Dès lors, la créance de la SA ARKEA FINANCEMENTS & SERVICES (anciennement FINANCO) s’établit comme suit – au regard de l’historique de compte transmis et concordant avec le courrier de mise en demeure après déchéance du terme :
• Capital emprunté : 21 300,00 euros
• Soustraction des sommes réglées : – [(27 x 344,57) + 689,14 + 402,12] = – 10 394,65 euros
Soit une somme totale due de 10 905,35 euros au paiement de laquelle Monsieur [I] [B] sera condamné.
L’indemnité légale est ramenée à 0.
Sur la demande de mise en œuvre de la responsabilité contractuelle
Aux termes de l’article 1231-1 du code civil, « le débiteur est condamné, s’il y a lieu, au paiement de dommages et intérêts soit à raison de l’inexécution de l’obligation, soit à raison du retard dans l’exécution, s’il ne justifie pas que l’exécution a été empêchée par la force majeure ».
En l’espèce, Monsieur [I] [B] sollicite la mise en œuvre de la responsabilité civile contractuelle de l’établissement de crédit, en sus de la déchéance du droit aux intérêts contractuels, évoquant l’absence de vérification suffisante de sa solvabilité alors qu’il disposait déjà de 12 crédits lorsqu’il s’est engagé avec le crédit litigieux.
Il considère que cet engagement de responsabilité doit donner lieu :
— A titre principal, à l’annulation du contrat objet du litige, avec remboursement des échéances déjà réglées,
— A titre subsidiaire, à l’octroi de dommages-intérêts d’un montant de 21 300 euros majoré des intérêts contractuels perçus durant la période de remboursement.
Or, il est à observer que dans la fiche de dialogue remplie par Monsieur [I] [B] lui-même, il est indiqué qu’il ne disposait alors d’aucun crédit en cours de règlement à la date de souscription.
Dès lors, il ne saurait être reproché à l’établissement de crédit une insuffisance de vérification de la solvabilité, puisque c’est l’emprunteur qui choisit sciemment d’omettre les informations quant à sa situation d’endettement personnel.
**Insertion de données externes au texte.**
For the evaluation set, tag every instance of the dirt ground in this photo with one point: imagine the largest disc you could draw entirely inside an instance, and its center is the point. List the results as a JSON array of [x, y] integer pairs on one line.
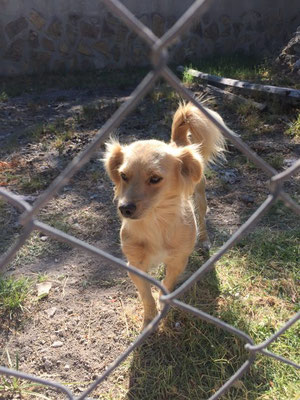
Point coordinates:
[[91, 313]]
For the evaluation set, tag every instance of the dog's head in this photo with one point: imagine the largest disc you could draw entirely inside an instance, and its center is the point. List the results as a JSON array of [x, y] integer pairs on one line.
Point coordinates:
[[151, 174]]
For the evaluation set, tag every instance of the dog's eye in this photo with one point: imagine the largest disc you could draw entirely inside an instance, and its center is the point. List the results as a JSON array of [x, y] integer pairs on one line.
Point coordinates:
[[155, 179], [123, 176]]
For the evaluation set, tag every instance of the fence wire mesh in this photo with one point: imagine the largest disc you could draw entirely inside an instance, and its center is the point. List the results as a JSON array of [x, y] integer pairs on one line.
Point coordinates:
[[159, 58]]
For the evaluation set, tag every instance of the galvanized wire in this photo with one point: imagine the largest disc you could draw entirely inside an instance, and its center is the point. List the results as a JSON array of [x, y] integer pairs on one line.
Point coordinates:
[[159, 58]]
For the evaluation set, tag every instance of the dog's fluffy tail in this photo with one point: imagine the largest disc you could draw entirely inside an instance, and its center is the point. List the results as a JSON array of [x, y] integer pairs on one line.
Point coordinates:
[[190, 125]]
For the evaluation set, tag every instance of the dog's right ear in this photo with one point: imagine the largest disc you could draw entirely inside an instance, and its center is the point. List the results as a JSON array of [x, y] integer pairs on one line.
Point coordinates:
[[113, 158]]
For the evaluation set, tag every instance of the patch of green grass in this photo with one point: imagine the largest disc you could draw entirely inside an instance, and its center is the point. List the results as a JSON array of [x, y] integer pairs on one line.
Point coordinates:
[[123, 79], [12, 386], [276, 161], [187, 78], [13, 293], [252, 288], [294, 128], [242, 67]]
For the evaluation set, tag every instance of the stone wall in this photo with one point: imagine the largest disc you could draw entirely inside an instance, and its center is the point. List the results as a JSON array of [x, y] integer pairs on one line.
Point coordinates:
[[40, 35]]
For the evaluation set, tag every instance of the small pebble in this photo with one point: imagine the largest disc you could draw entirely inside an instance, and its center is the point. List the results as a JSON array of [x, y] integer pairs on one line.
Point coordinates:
[[57, 343]]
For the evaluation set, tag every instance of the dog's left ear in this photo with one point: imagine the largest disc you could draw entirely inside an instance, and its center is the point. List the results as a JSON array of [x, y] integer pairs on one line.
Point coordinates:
[[113, 159], [191, 163]]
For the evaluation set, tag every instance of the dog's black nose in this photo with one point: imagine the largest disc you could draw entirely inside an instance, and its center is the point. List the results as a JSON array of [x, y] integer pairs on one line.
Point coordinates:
[[127, 210]]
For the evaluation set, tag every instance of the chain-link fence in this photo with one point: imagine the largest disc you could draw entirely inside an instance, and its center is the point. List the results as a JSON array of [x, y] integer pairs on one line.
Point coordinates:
[[159, 58]]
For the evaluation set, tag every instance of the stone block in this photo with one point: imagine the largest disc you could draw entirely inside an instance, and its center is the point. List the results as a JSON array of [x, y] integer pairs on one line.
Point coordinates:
[[71, 34], [212, 31], [37, 20], [158, 25], [116, 54], [89, 30], [225, 25], [33, 39], [55, 28], [101, 46], [15, 50], [107, 30], [40, 60], [48, 44], [84, 49], [15, 27], [63, 48], [237, 28], [74, 18]]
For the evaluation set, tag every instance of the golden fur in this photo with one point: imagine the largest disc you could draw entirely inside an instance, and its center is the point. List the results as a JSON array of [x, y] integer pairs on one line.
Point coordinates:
[[154, 183]]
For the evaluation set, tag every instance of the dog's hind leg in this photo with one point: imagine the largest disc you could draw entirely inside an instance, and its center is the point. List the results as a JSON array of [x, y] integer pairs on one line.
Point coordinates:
[[145, 293], [201, 208]]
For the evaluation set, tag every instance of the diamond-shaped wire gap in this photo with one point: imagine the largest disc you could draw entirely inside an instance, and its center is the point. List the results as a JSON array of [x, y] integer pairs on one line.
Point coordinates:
[[85, 155], [95, 251], [83, 245], [229, 342], [277, 335]]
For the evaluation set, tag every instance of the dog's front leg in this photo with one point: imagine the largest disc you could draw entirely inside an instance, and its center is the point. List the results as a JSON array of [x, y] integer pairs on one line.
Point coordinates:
[[145, 293], [201, 207], [175, 266]]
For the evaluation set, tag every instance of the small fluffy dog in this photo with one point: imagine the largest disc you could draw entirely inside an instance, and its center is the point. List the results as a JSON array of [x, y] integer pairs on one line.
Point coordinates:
[[154, 185]]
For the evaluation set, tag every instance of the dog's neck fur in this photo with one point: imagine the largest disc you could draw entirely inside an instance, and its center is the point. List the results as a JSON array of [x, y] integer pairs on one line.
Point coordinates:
[[157, 229]]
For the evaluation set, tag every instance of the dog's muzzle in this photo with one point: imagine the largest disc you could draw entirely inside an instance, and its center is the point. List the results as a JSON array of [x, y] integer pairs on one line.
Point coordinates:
[[128, 210]]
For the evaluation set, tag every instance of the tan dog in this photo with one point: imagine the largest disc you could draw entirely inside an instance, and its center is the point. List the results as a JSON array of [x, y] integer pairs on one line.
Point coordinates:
[[154, 183]]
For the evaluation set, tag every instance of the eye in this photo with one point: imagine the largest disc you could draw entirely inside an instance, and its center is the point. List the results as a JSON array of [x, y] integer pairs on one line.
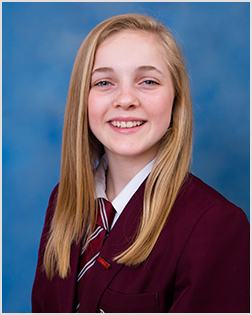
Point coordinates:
[[150, 82], [103, 83]]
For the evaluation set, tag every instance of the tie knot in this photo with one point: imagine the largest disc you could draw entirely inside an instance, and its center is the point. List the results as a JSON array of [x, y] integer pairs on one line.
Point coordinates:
[[106, 214]]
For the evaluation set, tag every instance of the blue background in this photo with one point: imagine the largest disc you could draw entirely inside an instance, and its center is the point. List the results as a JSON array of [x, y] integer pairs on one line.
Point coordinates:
[[40, 41]]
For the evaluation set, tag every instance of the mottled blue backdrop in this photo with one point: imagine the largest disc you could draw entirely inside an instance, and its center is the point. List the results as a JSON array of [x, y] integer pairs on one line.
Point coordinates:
[[40, 41]]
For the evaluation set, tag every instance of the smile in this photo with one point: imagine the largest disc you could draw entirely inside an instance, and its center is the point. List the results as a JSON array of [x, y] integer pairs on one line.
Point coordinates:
[[128, 124]]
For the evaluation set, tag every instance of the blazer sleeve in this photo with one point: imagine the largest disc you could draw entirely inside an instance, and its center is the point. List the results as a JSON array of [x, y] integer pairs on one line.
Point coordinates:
[[40, 277], [213, 269]]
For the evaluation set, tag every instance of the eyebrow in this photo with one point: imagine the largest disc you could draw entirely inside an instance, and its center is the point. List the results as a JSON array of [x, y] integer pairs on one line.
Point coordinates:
[[139, 69]]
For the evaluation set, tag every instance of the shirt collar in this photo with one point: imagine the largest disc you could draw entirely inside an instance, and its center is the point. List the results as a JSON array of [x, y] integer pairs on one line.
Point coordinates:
[[128, 191]]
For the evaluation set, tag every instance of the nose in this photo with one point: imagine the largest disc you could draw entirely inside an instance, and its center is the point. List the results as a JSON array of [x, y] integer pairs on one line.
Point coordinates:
[[126, 97]]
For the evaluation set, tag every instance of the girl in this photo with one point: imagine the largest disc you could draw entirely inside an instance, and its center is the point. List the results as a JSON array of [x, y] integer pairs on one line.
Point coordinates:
[[175, 244]]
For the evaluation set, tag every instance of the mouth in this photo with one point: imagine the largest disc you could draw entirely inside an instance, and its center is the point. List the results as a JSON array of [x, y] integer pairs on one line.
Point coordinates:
[[126, 124]]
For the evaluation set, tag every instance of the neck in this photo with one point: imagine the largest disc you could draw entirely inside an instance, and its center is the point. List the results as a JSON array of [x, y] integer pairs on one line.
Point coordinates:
[[121, 170]]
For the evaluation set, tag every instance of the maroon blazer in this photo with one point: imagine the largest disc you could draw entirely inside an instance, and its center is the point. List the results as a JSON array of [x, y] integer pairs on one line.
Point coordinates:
[[200, 262]]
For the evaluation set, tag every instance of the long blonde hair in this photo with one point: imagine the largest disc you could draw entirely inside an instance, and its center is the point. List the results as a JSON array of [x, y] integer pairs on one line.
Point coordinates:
[[81, 153]]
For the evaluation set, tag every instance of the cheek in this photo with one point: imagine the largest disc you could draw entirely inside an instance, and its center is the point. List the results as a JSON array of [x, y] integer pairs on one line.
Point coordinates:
[[92, 112], [163, 110]]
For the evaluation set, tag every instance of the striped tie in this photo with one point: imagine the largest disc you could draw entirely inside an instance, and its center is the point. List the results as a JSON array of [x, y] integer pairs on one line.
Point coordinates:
[[91, 249]]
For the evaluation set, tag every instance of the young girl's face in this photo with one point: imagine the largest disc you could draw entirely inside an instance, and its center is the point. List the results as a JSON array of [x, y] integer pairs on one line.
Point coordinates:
[[131, 96]]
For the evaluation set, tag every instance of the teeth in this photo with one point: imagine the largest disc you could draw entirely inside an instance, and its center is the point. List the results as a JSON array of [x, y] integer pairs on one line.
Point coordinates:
[[124, 124]]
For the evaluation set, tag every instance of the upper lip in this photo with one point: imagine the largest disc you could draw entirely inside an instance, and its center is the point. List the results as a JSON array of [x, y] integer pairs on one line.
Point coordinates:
[[126, 119]]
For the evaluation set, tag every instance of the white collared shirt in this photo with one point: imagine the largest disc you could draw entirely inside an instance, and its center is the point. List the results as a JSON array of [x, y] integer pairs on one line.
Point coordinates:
[[128, 191]]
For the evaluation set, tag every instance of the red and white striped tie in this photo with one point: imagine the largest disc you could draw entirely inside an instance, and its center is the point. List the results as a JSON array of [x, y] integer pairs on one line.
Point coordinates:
[[92, 247]]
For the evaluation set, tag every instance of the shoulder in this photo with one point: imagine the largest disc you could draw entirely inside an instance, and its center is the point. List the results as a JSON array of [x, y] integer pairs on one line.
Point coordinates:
[[198, 195], [198, 200]]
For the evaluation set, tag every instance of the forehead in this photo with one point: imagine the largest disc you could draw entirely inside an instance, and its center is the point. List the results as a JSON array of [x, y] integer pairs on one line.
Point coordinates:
[[129, 45]]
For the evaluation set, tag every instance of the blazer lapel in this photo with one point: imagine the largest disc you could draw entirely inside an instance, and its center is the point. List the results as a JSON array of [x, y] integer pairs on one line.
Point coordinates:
[[120, 237]]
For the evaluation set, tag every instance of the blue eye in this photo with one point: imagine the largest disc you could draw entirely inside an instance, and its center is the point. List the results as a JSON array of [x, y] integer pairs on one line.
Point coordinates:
[[150, 82], [103, 83]]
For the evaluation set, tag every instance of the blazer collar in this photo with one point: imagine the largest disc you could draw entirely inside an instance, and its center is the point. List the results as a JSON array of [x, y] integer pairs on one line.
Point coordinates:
[[120, 237]]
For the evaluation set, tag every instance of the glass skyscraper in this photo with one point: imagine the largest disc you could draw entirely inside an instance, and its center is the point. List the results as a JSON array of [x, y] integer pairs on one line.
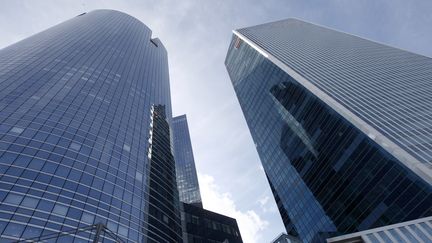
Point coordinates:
[[84, 132], [187, 180], [342, 125]]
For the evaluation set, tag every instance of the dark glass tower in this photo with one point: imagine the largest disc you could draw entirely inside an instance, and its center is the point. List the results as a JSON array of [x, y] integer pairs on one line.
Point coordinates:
[[76, 113], [187, 180], [342, 125]]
En conséquence, Monsieur [I] [B] sera débouté de ses demandes au titre de la mise en œuvre de la responsabilité contractuelle de la SA ARKEA FINANCEMENTS & SERVICES (anciennement FINANCO).
Sur les autres demandes
Madame [I] [B], partie succombante, sera condamné aux dépens en application de l’article 696 du code de procédure civile.
L’équité commande d’allouer à la SA ARKEA FINANCEMENTS & SERVICES (anciennement FINANCO) la somme de 500,00 euros sur le fondement de l’article 700 du code de procédure civile.
Enfin, il convient de rappeler que la présente décision est exécutoire par provision en vertu des dispositions de l’article 514 du code de procédure civile.
PAR CES MOTIFS
LA JUGE DES CONTENTIEUX DE LA PROTECTION, statuant après débats en audience publique, par jugement contradictoire rendu en premier ressort, par mise à disposition au greffe, susceptible d’appel :
DECLARE la SA ARKEA FINANCEMENTS & SERVICES (anciennement FINANCO) recevable en ses demandes ;
PRONONCE la déchéance du droit aux intérêts contractuels ;
CONDAMNE Monsieur [I] [B] à payer à la SA ARKEA FINANCEMENTS & SERVICES (anciennement FINANCO) la somme de 10 905,35 euros ;
DIT que cette somme ne produira aucunement intérêts (ni contractuels, ni légaux), afin d’assurer l’effectivité de la sanction prononcée en application de l’arrêt CJUE du 27 mars 2014, C-565/12 ;
DEBOUTE Monsieur [I] [B] de ses demandes au titre de la mise en œuvre de la responsabilité contractuelle de la SA ARKEA FINANCEMENTS & SERVICES (anciennement FINANCO) ;
CONDAMNE Monsieur [I] [B], à payer à la SA ARKEA FINANCEMENTS & SERVICES (anciennement FINANCO), la somme de 500,00 euros sur le fondement de l’article 700 du code de procédure civile ;
RAPPELLE que l’exécution provisoire est de droit ;
CONDAMNE Monsieur [I] [B] aux dépens.
Ainsi jugé et prononcé par mise à disposition au greffe du tribunal judiciaire de BOURGOIN-JALLIEU le DIX HUIT NOVEMBRE DEUX MIL VINGT CINQ.